The More You Know: Nutritionist Says Avoid Foods With More Than 5 Ingredients If You’re Serious About Losing Weight
From May 12-18 it’s National Women’s Health Week, an annual effort put on by the U.S. Department of Health and Human Services’ Office to encourage women to be as healthy as possible. To help observe the week, we’re speaking with experts about everything from mental health, diet, pregnancy, fertility issues and more.
Singer Ciara recently shared that the secret to her coveted figure is, aside from drinking a lot of water, eating a lot of meals in small portions throughout the day.
“Five to eight small meals a day. That’s really important,” the 33-year-old shared when asked about how she got her body back in shape after birthing her second child, Sienna. “Your metabolism speeds up really fast and it’s kind of like good balance for you. You’re always hungry when you’re doing that but you’re never really like, crazy full.”
However, when I asked Nicolette Pace, a New York City-based registered dietician, chef and nutritionist, about whether or not the small meals a day diet helps in the effort to slim down, she respectfully passed on the idea.
“It doesn’t. If you’re not hungry you shouldn’t eat,” she said. “You should be eating every four to six hours. If you’re not hungry and you’re eating six meals a day, you’ll most likely gain weight.”
Instead of scarfing down a lot of a little, when it comes to the food you consume when you’re trying to be healthier and shed the pounds, skip fads and trying to trick your body. Pace says you should, first and foremost, be clear on what you don’t need to be eating.

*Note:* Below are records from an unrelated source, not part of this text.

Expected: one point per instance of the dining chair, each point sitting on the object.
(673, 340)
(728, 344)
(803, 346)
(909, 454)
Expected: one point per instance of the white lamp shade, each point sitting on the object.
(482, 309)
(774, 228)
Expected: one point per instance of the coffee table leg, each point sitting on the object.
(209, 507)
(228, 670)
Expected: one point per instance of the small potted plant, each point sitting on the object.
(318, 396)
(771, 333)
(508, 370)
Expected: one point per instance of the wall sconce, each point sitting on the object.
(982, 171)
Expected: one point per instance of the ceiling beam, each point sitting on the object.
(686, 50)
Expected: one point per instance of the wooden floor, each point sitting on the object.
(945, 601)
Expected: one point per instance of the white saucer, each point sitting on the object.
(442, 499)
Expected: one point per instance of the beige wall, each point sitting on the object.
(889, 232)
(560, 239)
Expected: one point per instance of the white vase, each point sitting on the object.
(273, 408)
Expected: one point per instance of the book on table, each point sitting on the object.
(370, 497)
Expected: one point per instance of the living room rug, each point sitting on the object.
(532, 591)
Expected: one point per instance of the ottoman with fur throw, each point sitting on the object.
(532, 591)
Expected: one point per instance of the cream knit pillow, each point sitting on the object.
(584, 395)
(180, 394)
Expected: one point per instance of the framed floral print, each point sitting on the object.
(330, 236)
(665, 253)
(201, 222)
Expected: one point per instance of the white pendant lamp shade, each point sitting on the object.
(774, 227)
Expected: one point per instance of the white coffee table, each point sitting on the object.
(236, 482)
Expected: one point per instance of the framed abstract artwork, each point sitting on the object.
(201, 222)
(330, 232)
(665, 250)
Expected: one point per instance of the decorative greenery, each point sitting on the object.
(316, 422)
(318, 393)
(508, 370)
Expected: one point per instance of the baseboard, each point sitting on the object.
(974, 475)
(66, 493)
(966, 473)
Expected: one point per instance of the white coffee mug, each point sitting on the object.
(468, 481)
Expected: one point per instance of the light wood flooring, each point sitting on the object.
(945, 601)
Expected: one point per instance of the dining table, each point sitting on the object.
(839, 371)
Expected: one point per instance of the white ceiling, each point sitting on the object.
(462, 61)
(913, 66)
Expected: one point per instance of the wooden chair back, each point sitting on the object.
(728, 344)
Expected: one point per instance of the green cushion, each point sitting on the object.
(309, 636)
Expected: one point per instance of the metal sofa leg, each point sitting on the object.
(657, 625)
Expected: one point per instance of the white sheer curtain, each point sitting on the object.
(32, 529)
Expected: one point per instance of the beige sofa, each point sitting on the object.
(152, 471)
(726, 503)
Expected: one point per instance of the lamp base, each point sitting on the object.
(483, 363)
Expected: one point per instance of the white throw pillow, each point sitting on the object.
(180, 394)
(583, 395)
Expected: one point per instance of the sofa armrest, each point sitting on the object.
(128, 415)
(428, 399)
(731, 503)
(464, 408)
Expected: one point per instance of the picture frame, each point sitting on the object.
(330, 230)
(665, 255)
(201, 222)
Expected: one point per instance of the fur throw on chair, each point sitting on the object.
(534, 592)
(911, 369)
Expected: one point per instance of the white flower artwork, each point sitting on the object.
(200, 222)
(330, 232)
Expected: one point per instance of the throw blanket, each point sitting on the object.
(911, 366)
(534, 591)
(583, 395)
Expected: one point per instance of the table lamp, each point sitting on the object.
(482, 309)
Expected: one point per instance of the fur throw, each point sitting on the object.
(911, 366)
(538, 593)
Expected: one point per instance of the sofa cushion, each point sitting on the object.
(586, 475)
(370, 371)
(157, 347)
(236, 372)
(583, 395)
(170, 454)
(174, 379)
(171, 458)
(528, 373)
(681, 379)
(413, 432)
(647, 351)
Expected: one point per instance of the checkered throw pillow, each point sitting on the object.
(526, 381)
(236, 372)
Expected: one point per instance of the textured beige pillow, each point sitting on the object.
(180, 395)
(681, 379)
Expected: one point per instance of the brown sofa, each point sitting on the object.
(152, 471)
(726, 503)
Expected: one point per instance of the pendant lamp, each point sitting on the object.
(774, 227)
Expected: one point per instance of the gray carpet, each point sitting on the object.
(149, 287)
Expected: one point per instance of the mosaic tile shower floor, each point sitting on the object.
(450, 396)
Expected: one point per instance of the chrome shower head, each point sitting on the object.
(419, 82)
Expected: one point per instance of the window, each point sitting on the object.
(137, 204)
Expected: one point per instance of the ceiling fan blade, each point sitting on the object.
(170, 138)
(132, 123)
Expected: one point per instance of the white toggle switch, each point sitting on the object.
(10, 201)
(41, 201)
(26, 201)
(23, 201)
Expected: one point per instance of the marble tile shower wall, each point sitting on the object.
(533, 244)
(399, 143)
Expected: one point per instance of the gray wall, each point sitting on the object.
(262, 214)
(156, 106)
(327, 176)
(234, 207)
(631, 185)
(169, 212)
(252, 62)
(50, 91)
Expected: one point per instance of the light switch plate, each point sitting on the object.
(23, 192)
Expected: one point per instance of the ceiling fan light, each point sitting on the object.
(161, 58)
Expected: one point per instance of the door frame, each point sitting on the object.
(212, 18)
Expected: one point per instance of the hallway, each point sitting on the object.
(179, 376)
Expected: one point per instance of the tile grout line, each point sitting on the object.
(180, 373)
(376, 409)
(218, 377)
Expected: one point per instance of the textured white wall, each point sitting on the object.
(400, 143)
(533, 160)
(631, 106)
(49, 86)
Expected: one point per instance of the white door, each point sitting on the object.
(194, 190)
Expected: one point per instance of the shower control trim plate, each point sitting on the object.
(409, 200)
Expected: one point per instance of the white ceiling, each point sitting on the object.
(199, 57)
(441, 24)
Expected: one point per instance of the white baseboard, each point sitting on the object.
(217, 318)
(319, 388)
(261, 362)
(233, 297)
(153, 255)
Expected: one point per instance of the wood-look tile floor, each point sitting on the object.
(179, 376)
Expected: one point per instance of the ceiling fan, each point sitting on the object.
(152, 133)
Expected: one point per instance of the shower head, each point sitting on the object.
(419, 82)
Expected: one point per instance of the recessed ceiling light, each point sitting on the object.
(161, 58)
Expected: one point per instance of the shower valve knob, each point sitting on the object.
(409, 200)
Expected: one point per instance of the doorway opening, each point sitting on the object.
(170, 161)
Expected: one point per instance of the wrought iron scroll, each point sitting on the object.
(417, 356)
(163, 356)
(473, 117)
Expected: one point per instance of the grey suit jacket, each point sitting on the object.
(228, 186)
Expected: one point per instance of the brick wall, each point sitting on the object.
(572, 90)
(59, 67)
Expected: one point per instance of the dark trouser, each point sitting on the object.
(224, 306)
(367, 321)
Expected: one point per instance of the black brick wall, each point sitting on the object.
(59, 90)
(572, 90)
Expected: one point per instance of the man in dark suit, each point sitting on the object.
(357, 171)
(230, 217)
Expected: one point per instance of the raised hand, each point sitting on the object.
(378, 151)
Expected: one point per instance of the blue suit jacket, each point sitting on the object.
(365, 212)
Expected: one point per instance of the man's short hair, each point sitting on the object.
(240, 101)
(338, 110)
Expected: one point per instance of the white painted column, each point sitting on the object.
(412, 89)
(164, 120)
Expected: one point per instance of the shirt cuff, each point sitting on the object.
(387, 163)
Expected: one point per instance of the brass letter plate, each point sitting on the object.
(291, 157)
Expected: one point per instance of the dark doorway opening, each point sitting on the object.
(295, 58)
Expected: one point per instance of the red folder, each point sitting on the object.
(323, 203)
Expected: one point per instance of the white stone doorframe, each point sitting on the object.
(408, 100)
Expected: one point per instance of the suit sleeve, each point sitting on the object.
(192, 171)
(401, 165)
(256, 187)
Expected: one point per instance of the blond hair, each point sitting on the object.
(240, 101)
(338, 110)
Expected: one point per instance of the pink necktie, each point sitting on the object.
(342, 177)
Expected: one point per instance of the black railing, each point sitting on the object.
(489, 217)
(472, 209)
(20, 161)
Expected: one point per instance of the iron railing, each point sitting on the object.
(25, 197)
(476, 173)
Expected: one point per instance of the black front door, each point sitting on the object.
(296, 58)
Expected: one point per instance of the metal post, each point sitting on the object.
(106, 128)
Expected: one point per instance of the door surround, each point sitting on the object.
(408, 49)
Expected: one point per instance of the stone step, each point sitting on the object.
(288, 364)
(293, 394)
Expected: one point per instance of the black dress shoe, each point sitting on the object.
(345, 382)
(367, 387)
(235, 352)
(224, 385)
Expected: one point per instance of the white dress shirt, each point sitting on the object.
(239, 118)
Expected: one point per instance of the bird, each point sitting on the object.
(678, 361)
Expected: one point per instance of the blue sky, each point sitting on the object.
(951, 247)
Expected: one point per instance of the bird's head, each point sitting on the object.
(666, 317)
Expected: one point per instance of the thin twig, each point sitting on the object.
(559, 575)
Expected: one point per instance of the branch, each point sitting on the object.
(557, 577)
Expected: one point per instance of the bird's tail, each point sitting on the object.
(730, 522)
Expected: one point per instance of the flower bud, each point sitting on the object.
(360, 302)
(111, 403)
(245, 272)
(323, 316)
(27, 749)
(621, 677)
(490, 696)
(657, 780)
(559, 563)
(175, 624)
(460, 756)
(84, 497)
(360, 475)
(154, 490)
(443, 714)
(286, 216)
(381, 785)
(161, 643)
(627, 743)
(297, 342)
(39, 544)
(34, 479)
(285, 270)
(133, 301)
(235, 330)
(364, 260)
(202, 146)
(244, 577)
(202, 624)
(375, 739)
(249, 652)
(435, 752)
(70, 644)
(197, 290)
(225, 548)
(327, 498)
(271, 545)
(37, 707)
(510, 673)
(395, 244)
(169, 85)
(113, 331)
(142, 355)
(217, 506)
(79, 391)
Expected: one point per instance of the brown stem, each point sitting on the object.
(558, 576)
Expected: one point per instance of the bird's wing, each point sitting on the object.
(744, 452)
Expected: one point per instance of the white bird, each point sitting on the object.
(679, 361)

“Losing weight is not only about what you’re putting into your body, but it’s what you’re avoiding too.” she said. “Processed foods are one of the biggest problems with dieting because they’re packed with chemicals and ingredients that we don’t even know what they are. Read the labels. If it has more than five ingredients in it, skip it. I’m talking about things like crackers, chips, frozen meals, etc. Anything that is not a whole food that has one ingredient, you should research it and find out what you’re actually putting into your body.”
It’s also recommended that you read the labels on the back of the things you consume, not only the ingredients. Being aware of things like fat, protein, sodium and carbohydrate values can help you make better choices. As for what you should eat, keep it simple, but have fun with it. Pace’s blog, NutriSource Inc, has plenty of recipes, food ideas and nutrition advice to help you along the way.
“You want to add in more whole foods and protein to keep you going and so you won’t be hungry one hour after eating,” she said. “Whole grains, fruit, vegetables, protein, fiber, etc. Learn to cook healthy foods in ways that make them tastier, by adding spice for example, and replace snacks with healthier options.”
It can be difficult to avoid snacks, though. However, if you’re someone who always feels the need to chew on something, even when you’re not hungry, you can get some satisfaction from things like nuts and remixed veggies.
“Try gum! It can help with that issue.” she said. “If that doesn’t work, try kale chips, they’re a great example of a healthy snack because they’re easy to make, delicious, and you can snack on them when you need something to chew on. Have an apple with nut butter. You want to pair fruit with a protein to help with the sugar level. Nuts are a delicious option, too, as you can roast them and add any spice you like. Almonds are my favorite.”
Once you have a good idea of what you want to eat and what you should leave on the store shelf, you can best check what helps you make the progress you’re seeking by keeping a record of your meals. Although it can be tedious at times, Pace says it helps to hold you accountable, which will help you stay on the straight and narrow path to an even more narrow waist.
“Tracking your eating is an amazing way to cut down on your calories and eat healthy,” she said. “They are so many research studies out there that say if you track what you eat every day then you will drop weight quicker and eat healthier. If tracking in an app is too hard, then try just writing it down in a notebook. If you see that you eat pizza, chips and soda for lunch, you most likely will make a healthy choice for dinner to balance out your day. Tracking food is not for everyone, but if I said that it could make a difference in your weight-loss goal and help you drop pounds faster, most of my clients would do it.”